2 AoBR warboss' (one unpainted and one primed)

1 converted warboss on bike (unpainted)

13 Nobz plus 1 painboy and grot assistant (painted and 5 unpainted)

4 lootas

57 Boyz including 4 nobz, 7 big shootas, 1 rokkit launcha (some are painted, some are in progress and the rest are just primed)

1 wartrukk (slightly modified and unpainted)

9 deffkoptas including one kustom mega blasta (7 are painted and 2 are still the sprues but these 2 need bases)

3 metal killa kans ( 2 skorchas and 1 rokkit launcha)

3 warbikers (primed)

Here is what im looking for:

Space wolves codex

Logan (metal preferabily but dont mind resin)

Ulrik the slayer

wolf guard terminators

Space wolves pack

Rhinos

Razorbacks

Land raider or land rader crusader

Long fangs

This is a shot in the dark Wulfen models.

UK only please. Also trade only as I don’t have paypal or anything like that.

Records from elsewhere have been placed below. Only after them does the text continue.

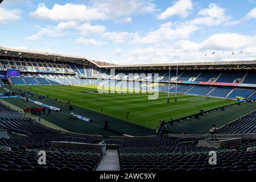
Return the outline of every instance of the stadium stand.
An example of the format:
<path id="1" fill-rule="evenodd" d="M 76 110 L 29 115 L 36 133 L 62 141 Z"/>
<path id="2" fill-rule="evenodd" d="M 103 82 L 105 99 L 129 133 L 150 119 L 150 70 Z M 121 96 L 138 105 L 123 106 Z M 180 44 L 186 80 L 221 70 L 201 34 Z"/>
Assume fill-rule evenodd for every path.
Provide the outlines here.
<path id="1" fill-rule="evenodd" d="M 40 85 L 50 85 L 51 83 L 45 78 L 36 78 L 36 81 Z"/>
<path id="2" fill-rule="evenodd" d="M 3 82 L 2 81 L 2 80 L 0 79 L 0 85 L 3 85 L 4 84 Z"/>
<path id="3" fill-rule="evenodd" d="M 0 111 L 15 111 L 14 110 L 10 108 L 10 107 L 7 107 L 6 105 L 2 104 L 0 102 Z"/>
<path id="4" fill-rule="evenodd" d="M 196 78 L 201 72 L 197 71 L 186 71 L 183 72 L 181 75 L 179 76 L 178 81 L 188 81 L 191 78 Z"/>
<path id="5" fill-rule="evenodd" d="M 249 98 L 249 100 L 255 101 L 256 100 L 256 92 L 255 92 L 253 95 L 251 95 Z"/>
<path id="6" fill-rule="evenodd" d="M 241 119 L 237 119 L 228 127 L 217 131 L 217 134 L 256 133 L 256 111 Z"/>
<path id="7" fill-rule="evenodd" d="M 171 93 L 175 93 L 176 90 L 176 86 L 174 86 L 169 90 Z M 192 86 L 185 85 L 177 85 L 177 92 L 184 93 L 186 92 L 188 89 L 191 89 Z"/>
<path id="8" fill-rule="evenodd" d="M 243 71 L 225 71 L 223 72 L 216 81 L 218 82 L 226 82 L 226 83 L 233 83 L 239 82 L 240 80 L 241 80 L 245 73 Z"/>
<path id="9" fill-rule="evenodd" d="M 197 81 L 213 81 L 220 75 L 219 71 L 212 71 L 210 70 L 203 71 L 196 79 Z"/>
<path id="10" fill-rule="evenodd" d="M 214 90 L 209 93 L 208 96 L 215 97 L 225 98 L 231 90 L 232 89 L 230 88 L 214 88 Z"/>
<path id="11" fill-rule="evenodd" d="M 24 80 L 21 77 L 10 77 L 10 78 L 14 85 L 26 85 Z"/>
<path id="12" fill-rule="evenodd" d="M 39 83 L 32 77 L 23 77 L 24 80 L 26 81 L 27 85 L 39 85 Z"/>
<path id="13" fill-rule="evenodd" d="M 250 171 L 256 168 L 255 151 L 246 151 L 248 147 L 255 146 L 255 139 L 243 139 L 241 144 L 218 148 L 217 165 L 210 165 L 208 162 L 209 152 L 215 148 L 179 144 L 182 138 L 150 140 L 150 142 L 140 139 L 119 142 L 122 143 L 118 148 L 122 171 L 199 172 Z M 234 149 L 237 151 L 232 151 Z"/>
<path id="14" fill-rule="evenodd" d="M 235 89 L 233 92 L 228 96 L 228 98 L 236 98 L 236 97 L 242 97 L 246 98 L 249 96 L 254 90 L 253 89 Z"/>
<path id="15" fill-rule="evenodd" d="M 248 72 L 243 84 L 256 84 L 256 73 L 255 72 Z"/>
<path id="16" fill-rule="evenodd" d="M 204 86 L 195 86 L 192 89 L 186 92 L 186 94 L 206 96 L 211 90 L 212 88 Z"/>

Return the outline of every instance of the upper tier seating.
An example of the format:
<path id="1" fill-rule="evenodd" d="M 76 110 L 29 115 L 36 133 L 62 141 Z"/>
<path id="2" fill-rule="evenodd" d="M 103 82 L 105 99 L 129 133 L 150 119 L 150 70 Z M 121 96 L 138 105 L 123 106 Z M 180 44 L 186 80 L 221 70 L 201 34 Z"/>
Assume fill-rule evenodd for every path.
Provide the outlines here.
<path id="1" fill-rule="evenodd" d="M 85 72 L 86 72 L 86 76 L 88 77 L 91 77 L 92 76 L 92 67 L 85 67 Z"/>
<path id="2" fill-rule="evenodd" d="M 236 98 L 236 97 L 242 97 L 246 98 L 249 96 L 254 90 L 253 89 L 235 89 L 233 92 L 228 96 L 228 98 Z"/>
<path id="3" fill-rule="evenodd" d="M 172 141 L 166 142 L 168 140 Z M 133 142 L 119 140 L 118 144 L 122 146 L 118 148 L 121 171 L 225 172 L 256 169 L 255 151 L 246 151 L 247 148 L 255 146 L 255 139 L 243 139 L 241 144 L 217 150 L 180 145 L 179 143 L 182 140 L 179 138 L 167 138 L 155 141 L 151 139 L 150 144 L 139 139 L 134 139 Z M 160 144 L 163 141 L 163 144 Z M 237 151 L 232 150 L 234 149 Z M 216 165 L 209 164 L 209 152 L 211 150 L 217 153 Z"/>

Thanks for looking.:victory:

Gothic


----------



## Eviltim (Sep 25, 2008)

Don't know if there any good to you, but I have alot of "Normal" Marines going, and some vehicles?


----------



## Gothic (May 12, 2008)

its the vehicles im mainly after what vehicles you got?


----------



## Eviltim (Sep 25, 2008)

Various Bikes, (Older versions) 4 Attack Bikes (2 H.Bolters, 2 M.Meltas) Predator Annihilator and Destructror, And An old 2nd Ed. Rhino (Needs alot of work!)


----------



## Gothic (May 12, 2008)

Im interested in the two predators and is the rhino MKIIc or another variation?


----------



## Eviltim (Sep 25, 2008)

Afraid its the old MKI


----------



## Gothic (May 12, 2008)

What would you like for those?


----------



## Eviltim (Sep 25, 2008)

Well, I'm planning on starting an Ork force in the next while, so essentially as much as I can get to start me off, but something in the way of the startings of an army, 

If that makes sense?


----------



## Gothic (May 12, 2008)

Well I can sort out the codex the boys and a a warboss you can pick summit else also pick one of the other warboss if you like.


----------



## Eviltim (Sep 25, 2008)

How about either of the AoBR Warbosses, Boys, Dex, and Bikers? or Some Koptas? Essentially AoBR if you see what I mean?


----------



## Gothic (May 12, 2008)

well both warboss' have the same equipment and so does the warboss on the bike (as it is a converted AoBR warboss) so you'd like either warboss all 57 boys some are AoBR some aren't you decide on the bikes or koptas.


----------



## Eviltim (Sep 25, 2008)

As this is now finalizing, I'm going over to PM.


----------